Love Life, and Life Loves You Back
- Lyda Ngin

- Jun 8
- 3 min read
Updated: Jun 10

Live your life with love and compassion, and life will love you back.
If there’s one thing I keep hearing in conversations with people I care about, it’s how challenging it can be to feel aligned with life.
I’ve spent years wrestling with the things that happened to me. I couldn’t fully accept them. I was constantly trying to break free from the pain, the patterns, the silence. And while I don’t regret fighting for change, I’ve started to understand that some battles aren’t meant to be won; they’re meant to be softened, understood, and eventually released.
We often begin this journey toward “a better life” with good intentions. But somewhere along the way, we forget to stop fighting. We start to conquer life instead of living it. We tell ourselves, “Once I achieve this, then I’ll rest. Once I fix that, then I’ll be happy.” So we keep pushing, chasing, grinding. The hunger for victory grows louder, and rest becomes a luxury we believe we haven’t earned.

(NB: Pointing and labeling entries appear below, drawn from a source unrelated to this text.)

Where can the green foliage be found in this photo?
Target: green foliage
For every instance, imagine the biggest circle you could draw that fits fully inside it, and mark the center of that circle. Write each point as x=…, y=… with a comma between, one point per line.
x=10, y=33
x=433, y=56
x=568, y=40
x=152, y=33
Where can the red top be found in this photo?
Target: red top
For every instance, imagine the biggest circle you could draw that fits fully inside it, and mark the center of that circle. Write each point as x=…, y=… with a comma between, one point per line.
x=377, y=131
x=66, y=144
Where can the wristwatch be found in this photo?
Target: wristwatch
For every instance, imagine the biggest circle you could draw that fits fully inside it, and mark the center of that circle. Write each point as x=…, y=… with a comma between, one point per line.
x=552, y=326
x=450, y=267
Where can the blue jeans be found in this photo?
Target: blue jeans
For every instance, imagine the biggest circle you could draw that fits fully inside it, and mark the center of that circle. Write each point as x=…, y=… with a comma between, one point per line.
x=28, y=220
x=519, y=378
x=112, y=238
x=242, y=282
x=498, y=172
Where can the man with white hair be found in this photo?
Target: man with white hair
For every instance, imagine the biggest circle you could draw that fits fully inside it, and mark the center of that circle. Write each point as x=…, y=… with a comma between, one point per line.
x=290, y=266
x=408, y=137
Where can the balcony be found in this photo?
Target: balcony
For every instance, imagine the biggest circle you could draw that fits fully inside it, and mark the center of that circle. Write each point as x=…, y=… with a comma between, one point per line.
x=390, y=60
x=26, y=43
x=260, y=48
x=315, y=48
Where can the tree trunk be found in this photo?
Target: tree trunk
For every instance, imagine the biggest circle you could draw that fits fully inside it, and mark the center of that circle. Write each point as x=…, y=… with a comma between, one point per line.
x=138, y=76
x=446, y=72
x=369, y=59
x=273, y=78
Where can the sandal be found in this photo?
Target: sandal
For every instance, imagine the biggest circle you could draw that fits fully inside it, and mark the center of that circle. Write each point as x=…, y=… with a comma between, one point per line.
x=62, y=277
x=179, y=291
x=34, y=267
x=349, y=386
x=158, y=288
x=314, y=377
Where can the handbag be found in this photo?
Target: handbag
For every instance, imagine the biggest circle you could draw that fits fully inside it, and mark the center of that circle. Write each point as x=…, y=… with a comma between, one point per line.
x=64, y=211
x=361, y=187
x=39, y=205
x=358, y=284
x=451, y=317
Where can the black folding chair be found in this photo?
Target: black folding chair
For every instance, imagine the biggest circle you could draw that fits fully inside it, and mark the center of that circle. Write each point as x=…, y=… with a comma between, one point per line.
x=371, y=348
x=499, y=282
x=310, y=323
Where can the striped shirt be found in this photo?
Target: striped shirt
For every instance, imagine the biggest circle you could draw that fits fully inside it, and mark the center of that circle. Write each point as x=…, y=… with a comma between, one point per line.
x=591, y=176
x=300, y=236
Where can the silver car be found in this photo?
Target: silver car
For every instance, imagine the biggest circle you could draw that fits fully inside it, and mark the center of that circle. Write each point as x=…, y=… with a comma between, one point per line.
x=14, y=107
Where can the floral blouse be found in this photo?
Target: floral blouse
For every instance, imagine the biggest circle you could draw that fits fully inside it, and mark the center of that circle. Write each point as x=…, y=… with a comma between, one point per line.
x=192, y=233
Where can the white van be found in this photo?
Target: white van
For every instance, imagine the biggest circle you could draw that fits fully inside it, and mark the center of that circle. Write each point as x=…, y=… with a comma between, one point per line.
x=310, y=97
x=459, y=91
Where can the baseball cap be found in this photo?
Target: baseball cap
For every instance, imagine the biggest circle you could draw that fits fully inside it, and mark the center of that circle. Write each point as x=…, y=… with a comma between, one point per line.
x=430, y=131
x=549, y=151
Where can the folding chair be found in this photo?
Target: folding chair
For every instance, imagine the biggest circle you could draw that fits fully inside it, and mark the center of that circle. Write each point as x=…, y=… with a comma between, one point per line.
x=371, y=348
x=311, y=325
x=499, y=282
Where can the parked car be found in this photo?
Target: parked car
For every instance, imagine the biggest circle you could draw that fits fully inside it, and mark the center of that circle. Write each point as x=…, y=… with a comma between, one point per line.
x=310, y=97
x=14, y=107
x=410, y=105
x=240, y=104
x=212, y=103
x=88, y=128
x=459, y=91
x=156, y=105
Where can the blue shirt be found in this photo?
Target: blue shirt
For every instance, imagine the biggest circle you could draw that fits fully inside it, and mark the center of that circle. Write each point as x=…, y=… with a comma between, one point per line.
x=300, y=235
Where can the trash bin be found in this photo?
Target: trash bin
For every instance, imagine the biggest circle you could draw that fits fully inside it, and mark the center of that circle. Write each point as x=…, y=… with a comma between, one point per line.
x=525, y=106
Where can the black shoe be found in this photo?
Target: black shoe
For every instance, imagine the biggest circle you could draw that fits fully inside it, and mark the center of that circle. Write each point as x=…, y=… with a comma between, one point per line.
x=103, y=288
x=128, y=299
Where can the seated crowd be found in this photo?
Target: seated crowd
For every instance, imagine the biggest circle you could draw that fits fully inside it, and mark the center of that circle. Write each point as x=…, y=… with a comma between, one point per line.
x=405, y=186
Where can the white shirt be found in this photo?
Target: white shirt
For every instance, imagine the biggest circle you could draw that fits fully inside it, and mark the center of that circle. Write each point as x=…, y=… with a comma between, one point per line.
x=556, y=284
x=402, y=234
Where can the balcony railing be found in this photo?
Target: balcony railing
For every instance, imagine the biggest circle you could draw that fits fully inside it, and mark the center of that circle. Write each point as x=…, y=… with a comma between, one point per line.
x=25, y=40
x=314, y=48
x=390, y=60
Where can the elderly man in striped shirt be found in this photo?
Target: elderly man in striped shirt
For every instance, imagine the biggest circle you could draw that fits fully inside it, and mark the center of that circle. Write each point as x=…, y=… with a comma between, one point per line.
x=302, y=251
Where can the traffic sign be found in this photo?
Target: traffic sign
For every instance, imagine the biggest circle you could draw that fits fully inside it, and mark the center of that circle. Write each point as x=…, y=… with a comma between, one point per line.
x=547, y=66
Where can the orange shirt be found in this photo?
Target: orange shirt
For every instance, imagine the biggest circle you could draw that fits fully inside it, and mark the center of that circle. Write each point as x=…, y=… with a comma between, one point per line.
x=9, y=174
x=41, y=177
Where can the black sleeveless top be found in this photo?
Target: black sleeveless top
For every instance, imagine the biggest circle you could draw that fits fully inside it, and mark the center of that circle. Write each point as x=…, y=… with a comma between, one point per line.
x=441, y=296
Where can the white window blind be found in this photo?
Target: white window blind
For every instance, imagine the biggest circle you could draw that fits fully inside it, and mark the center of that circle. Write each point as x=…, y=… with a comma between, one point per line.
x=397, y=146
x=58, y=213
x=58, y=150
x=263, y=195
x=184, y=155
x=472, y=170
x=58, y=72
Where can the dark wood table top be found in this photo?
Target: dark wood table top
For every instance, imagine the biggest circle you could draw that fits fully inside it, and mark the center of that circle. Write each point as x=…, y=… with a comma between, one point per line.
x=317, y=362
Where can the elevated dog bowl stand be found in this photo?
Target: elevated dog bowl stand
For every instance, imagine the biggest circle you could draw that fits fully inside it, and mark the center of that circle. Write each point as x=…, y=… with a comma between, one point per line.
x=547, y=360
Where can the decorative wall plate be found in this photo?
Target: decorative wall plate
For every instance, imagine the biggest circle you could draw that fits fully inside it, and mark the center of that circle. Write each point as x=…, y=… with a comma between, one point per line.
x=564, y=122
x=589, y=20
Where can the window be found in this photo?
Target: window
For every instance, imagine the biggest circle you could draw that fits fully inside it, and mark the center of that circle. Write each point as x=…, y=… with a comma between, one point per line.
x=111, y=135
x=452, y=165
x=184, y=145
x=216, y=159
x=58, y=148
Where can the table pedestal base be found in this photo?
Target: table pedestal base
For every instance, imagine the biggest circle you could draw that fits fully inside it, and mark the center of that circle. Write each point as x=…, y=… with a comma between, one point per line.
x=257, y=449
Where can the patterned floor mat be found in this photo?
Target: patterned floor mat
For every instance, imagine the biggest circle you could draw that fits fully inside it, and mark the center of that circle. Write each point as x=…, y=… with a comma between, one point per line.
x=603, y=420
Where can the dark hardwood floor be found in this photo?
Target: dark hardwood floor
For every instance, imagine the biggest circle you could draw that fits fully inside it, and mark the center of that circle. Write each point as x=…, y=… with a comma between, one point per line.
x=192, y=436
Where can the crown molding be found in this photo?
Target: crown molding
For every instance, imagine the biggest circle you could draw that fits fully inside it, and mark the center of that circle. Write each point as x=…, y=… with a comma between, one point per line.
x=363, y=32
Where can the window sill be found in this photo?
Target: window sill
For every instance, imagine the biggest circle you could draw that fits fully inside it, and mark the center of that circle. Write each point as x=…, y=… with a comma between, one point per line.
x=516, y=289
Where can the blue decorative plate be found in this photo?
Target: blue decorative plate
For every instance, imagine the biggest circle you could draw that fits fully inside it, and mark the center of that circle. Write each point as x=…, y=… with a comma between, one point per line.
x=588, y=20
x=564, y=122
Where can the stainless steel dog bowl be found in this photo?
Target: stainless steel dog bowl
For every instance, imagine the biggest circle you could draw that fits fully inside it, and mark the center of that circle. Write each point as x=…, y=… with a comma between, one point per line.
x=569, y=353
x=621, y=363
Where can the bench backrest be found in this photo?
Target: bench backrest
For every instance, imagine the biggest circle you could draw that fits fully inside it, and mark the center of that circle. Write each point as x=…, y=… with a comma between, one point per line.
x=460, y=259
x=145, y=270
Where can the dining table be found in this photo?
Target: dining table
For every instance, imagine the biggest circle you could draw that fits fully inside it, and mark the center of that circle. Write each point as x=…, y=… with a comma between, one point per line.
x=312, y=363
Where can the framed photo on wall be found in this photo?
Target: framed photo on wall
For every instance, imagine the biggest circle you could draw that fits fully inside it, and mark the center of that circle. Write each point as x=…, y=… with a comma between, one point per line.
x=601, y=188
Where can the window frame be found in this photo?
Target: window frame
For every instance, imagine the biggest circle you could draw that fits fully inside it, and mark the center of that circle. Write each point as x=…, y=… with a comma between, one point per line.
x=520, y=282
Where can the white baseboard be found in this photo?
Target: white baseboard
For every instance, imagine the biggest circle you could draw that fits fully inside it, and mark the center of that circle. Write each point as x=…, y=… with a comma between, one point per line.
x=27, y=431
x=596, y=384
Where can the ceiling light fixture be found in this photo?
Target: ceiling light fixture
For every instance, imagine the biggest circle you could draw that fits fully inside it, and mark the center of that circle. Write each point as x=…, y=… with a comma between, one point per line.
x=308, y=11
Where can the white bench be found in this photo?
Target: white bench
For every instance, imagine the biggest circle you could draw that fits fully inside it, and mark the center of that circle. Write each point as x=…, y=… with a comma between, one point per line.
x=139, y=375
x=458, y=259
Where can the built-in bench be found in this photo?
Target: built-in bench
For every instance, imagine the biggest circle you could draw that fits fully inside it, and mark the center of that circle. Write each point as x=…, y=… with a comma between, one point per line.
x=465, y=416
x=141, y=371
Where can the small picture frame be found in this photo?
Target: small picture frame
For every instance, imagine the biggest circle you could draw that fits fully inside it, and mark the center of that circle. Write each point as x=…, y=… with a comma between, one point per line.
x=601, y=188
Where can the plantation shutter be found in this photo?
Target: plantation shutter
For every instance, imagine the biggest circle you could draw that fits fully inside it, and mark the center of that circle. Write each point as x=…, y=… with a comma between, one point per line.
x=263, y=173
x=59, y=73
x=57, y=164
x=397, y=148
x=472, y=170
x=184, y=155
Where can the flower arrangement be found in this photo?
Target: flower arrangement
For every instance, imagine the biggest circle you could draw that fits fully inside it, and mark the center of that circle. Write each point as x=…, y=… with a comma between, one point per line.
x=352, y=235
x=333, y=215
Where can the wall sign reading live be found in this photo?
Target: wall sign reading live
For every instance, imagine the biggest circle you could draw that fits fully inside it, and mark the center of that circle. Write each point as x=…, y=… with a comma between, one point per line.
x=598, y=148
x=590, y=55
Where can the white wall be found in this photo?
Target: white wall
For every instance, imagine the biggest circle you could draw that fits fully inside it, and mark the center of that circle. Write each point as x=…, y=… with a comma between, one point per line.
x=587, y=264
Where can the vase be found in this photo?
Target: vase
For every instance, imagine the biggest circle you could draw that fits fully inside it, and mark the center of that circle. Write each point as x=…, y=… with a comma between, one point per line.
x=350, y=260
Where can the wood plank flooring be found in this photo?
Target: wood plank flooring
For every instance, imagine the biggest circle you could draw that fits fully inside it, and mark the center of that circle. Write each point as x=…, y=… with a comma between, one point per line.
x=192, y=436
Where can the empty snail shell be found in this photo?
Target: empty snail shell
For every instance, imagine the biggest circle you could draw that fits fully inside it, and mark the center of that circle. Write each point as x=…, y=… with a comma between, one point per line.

And sure, the chase can be exciting. Sometimes, we win and feel proud. Other times, we lose and feel empathy. We pause, question everything, and gear up to fight again. Some people rise gloriously, while others feel drained, uncertain, or lost in the process. To me, those quiet, disoriented moments, when we forget what we’re even striving for, can be the hardest part of life.
Have you ever stopped to ask your life what it wants?
Not what you want from it, but what it wants from you?
Have you ever sat quietly and asked: Do I need to keep comparing myself? Do I always need to be chasing something? Or do I just need to breathe, notice the sky, pet my dog, enjoy a warm meal, and take a break from all the noise?
Have you asked if maybe your life just wants time?
Time to rest. To recover. To grieve. To heal.
Time to feel whole again before you head back out into the world with strength and clarity.
I hadn’t done that. Not really.
After my marriage ended, I dove straight into searching for connection, affection, and attention. But I didn’t even know what I was truly looking for. I didn’t have a clear sense of what I wanted or what I stood for. I’ve always admired people who know exactly who they are, and yet… I hadn’t taken the time to know myself or formed my own.
Instead of sitting with my thoughts, I looked to others for comfort.
Instead of finding direction, I filled my calendar with walks, workouts, hikes, appointments, and dates. The busyness kept me afloat and made me feel important again. But underneath the productivity was a quiet ache. I was trying to erase the loneliness I had felt for the past few years, to get myself back. And while it felt good to be needed, it also became overwhelming.
I stretched myself thin; too many plans, too little time for myself, family and Joey. Even getting dressed felt performative sometimes. I was showing up for the world but not always for myself. Slowly, I began to sense I was moving in the wrong direction.
I had rushed because I feared running out of time in my 30s.
I rushed through dates, hoping someone would just fit.
I tried to force pieces into a jigsaw that didn’t match.
They weren’t bad people. They just weren’t mine.
Still, no regret. Every experience gave me something.
And now, it’s time to rebuild with more intention.
I’ve given myself room to explore, and that freedom mattered for the last couple of months. But now, I want to align my actions with my true priorities: building the career I’ve dreamed about, growing my professional network, creating wealth and stability, and, most importantly, reclaiming full independence.
This time, not just emotionally. But practically, holistically, and with love.
Because the truth is: life is short. Too short to waste on surface-level thrills or temporary highs. The goal isn’t just to feel a spark; it’s to build something steady and strong. Something rooted in love, compassion, confidence, resilience. That’s what creates lasting peace.
And after everything, I’ve finally had a quiet, honest talk with my life.
It didn’t ask for perfection. It didn’t demand more.
It simply said:
Live your life with love and compassion, and life will love you back.